Jean Van de Velde savoured a rare victory on the European Tour by winning the Madeira Island Open.
But the man who famously lost the Open at Carnoustie in 1999 made it hard for himself, shooting a double-bogey six at the last hole after a poor chip from the back of the green.
Van de Velde finished the day on 68 for a 15-under-par 273 total, with England's Lee Slattery one shot back after a superb 66.
Frenchman Van de Velde insisted he had remained calm at the final hole.
The 39-year-old said: "My nerves were not playing up. That's the thing with getting older. I made the walk up the last an interesting one, that's all.
"I hit my three-wood into the rough and then found the nastiest patch of grass on the course at the back of the green.

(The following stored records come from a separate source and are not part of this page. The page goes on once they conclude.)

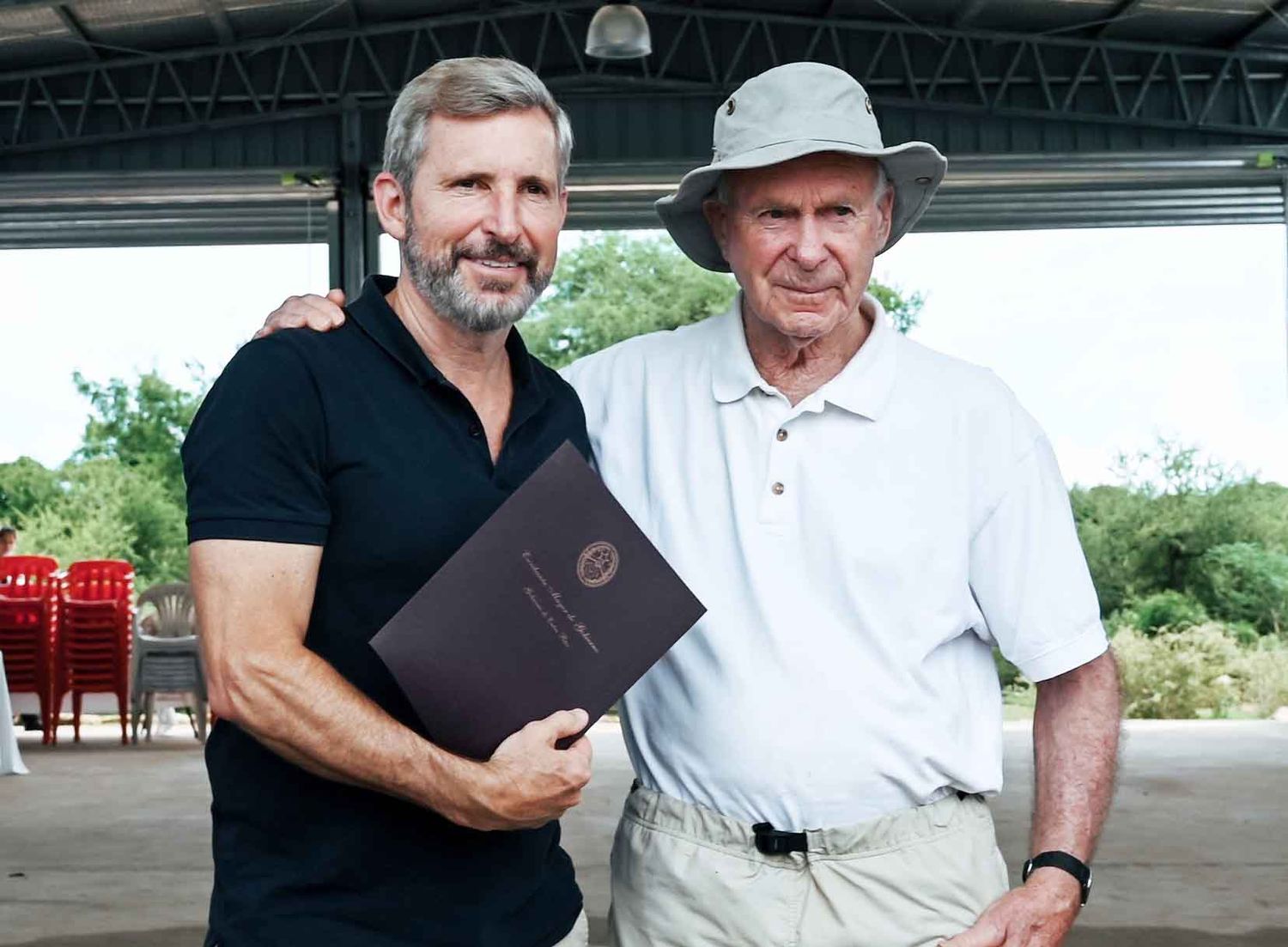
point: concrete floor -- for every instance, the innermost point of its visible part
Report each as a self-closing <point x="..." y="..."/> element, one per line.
<point x="108" y="847"/>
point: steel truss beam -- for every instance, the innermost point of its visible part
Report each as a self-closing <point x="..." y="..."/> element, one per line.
<point x="697" y="52"/>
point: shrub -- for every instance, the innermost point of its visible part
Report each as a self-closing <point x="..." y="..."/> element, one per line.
<point x="1166" y="610"/>
<point x="1176" y="674"/>
<point x="1007" y="674"/>
<point x="1265" y="676"/>
<point x="1244" y="581"/>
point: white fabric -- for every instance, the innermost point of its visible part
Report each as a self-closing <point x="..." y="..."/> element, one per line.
<point x="844" y="668"/>
<point x="10" y="761"/>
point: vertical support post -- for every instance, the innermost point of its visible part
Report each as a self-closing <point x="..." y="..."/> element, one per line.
<point x="348" y="231"/>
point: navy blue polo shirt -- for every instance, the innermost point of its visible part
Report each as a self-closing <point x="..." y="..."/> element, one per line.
<point x="353" y="440"/>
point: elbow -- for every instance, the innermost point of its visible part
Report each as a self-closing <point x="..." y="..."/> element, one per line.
<point x="237" y="687"/>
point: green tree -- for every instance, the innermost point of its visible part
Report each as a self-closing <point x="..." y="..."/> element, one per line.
<point x="142" y="425"/>
<point x="1244" y="581"/>
<point x="615" y="286"/>
<point x="108" y="511"/>
<point x="26" y="486"/>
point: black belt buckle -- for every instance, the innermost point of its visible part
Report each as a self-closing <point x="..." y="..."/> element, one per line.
<point x="772" y="841"/>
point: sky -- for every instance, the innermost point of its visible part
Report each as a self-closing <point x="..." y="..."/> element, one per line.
<point x="1110" y="337"/>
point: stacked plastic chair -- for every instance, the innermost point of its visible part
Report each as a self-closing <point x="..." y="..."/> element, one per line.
<point x="95" y="620"/>
<point x="28" y="630"/>
<point x="167" y="656"/>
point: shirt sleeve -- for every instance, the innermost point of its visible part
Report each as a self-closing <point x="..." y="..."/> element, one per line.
<point x="1030" y="576"/>
<point x="254" y="458"/>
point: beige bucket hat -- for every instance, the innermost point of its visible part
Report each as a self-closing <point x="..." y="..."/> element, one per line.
<point x="793" y="110"/>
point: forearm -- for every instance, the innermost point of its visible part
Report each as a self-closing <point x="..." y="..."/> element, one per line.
<point x="1076" y="756"/>
<point x="299" y="707"/>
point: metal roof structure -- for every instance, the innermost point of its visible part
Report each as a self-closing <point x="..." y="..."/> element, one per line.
<point x="144" y="121"/>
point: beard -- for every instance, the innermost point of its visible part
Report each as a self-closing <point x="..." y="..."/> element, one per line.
<point x="440" y="282"/>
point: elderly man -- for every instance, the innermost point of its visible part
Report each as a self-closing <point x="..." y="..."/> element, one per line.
<point x="865" y="519"/>
<point x="329" y="477"/>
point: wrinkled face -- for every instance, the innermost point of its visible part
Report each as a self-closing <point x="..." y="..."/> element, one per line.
<point x="801" y="237"/>
<point x="482" y="226"/>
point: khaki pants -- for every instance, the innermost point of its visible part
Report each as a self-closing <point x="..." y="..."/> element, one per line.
<point x="684" y="875"/>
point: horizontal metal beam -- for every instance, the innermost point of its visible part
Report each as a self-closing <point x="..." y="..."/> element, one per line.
<point x="1273" y="15"/>
<point x="981" y="192"/>
<point x="697" y="52"/>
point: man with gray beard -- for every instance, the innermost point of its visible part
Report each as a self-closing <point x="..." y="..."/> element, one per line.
<point x="329" y="477"/>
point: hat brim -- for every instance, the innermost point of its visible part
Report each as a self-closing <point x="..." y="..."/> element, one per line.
<point x="914" y="169"/>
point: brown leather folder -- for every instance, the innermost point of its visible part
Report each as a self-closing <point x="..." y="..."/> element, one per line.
<point x="559" y="601"/>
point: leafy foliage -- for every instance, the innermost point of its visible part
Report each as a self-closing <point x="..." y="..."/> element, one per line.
<point x="142" y="425"/>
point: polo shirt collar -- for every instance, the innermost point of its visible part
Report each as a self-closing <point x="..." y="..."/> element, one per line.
<point x="374" y="314"/>
<point x="862" y="386"/>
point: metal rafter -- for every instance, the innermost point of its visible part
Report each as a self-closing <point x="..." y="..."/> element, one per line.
<point x="925" y="67"/>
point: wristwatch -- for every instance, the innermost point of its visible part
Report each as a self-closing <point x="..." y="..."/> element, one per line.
<point x="1066" y="862"/>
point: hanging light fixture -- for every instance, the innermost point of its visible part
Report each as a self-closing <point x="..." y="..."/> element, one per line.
<point x="618" y="31"/>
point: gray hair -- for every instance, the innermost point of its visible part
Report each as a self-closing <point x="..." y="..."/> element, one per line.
<point x="878" y="193"/>
<point x="465" y="88"/>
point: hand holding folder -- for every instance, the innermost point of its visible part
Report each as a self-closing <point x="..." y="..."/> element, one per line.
<point x="558" y="601"/>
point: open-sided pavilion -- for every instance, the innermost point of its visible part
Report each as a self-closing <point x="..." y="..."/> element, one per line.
<point x="241" y="121"/>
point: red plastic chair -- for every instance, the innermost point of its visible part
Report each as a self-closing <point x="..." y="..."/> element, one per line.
<point x="28" y="629"/>
<point x="95" y="616"/>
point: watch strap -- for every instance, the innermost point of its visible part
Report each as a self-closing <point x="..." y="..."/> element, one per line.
<point x="1066" y="862"/>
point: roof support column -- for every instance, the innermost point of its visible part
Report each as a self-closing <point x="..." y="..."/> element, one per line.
<point x="352" y="231"/>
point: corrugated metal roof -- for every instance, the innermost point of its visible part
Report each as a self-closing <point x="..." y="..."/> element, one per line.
<point x="33" y="33"/>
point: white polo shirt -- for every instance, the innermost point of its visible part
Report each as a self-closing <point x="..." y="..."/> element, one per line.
<point x="858" y="555"/>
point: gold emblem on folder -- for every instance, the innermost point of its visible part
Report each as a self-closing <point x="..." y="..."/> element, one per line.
<point x="597" y="565"/>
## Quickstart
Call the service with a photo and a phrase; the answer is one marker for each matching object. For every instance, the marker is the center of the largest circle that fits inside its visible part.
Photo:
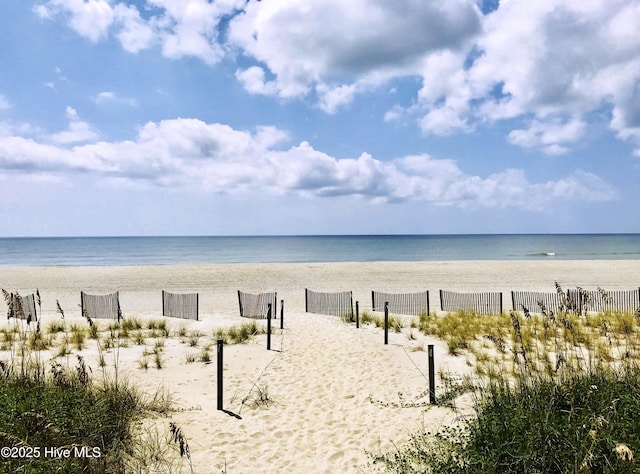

"The only problem was if I duffed my shot again but that was not going to happen.
"What happened many years ago (at Carnoustie) was freak circumstances. That kind of thing is not going to happen twice."
Van de Velde's last victory on the European Tour came in the 1993 Roma Masters.
Since then he has struggled for form and fitness with a knee injury hampering his progress.
But the overnight leader set a fierce early pace yesterday, going out in 31 with six birdies and one bogey and was never caught.
He said: "I played really well and hit great shots one after another.
"I could not have dreamt of making a better start to the year. My life has been blessed in the past few months."
Slattery, from Southport, edged out Spaniard Pedro Linhart for runners-up spot after holing a long birdie putt at the last hole.
"The ball never left the middle of the cup and it was great to see it drop," he said.
It was just the boost Slattery needed following a difficult time which saw him lose his card almost as quickly as he gained it.
He stormed to the Challenge Tour title in 2004 after giving up his job in a clothes shop after just six months, deciding it was not for him.
But he found it difficult at a higher level last year and is working his way back.
Slattery said: "This is just what I need to get my confidence up.
"I am also made up for my mum and dad. They have given me a lot of good advice and told me to keep my chin up.
"One thing for certain is I will not be going back to working in the shop. What it taught me was to work harder on my game."
Birmingham's Tom Whitehouse, who had gone into the weekend full of hope and only four shots behind the leader, had to settle for joint seventh place after a final round 70 yesterday.
Having struggled to emulate his 65 on Friday with a one-under-par 71 on Saturday, it required too much to haul himself back into contention. Still, the former top amateur in Warwickshire finished best of the Midland contingent.
Droitwich Spa's John Bickerton was joint 36th despite an excellent 67 in his closing round which took him to two-under for the tournament, while Tettenhall's Peter Baker, the vice-captain of the European team for the Ryder Cup, was two shots behind after a closing 70. Sam Walker, Whitehouse's cousin, was unable to maintain his sub-par rounds of the first two days with a closing 75 to end one-over-par.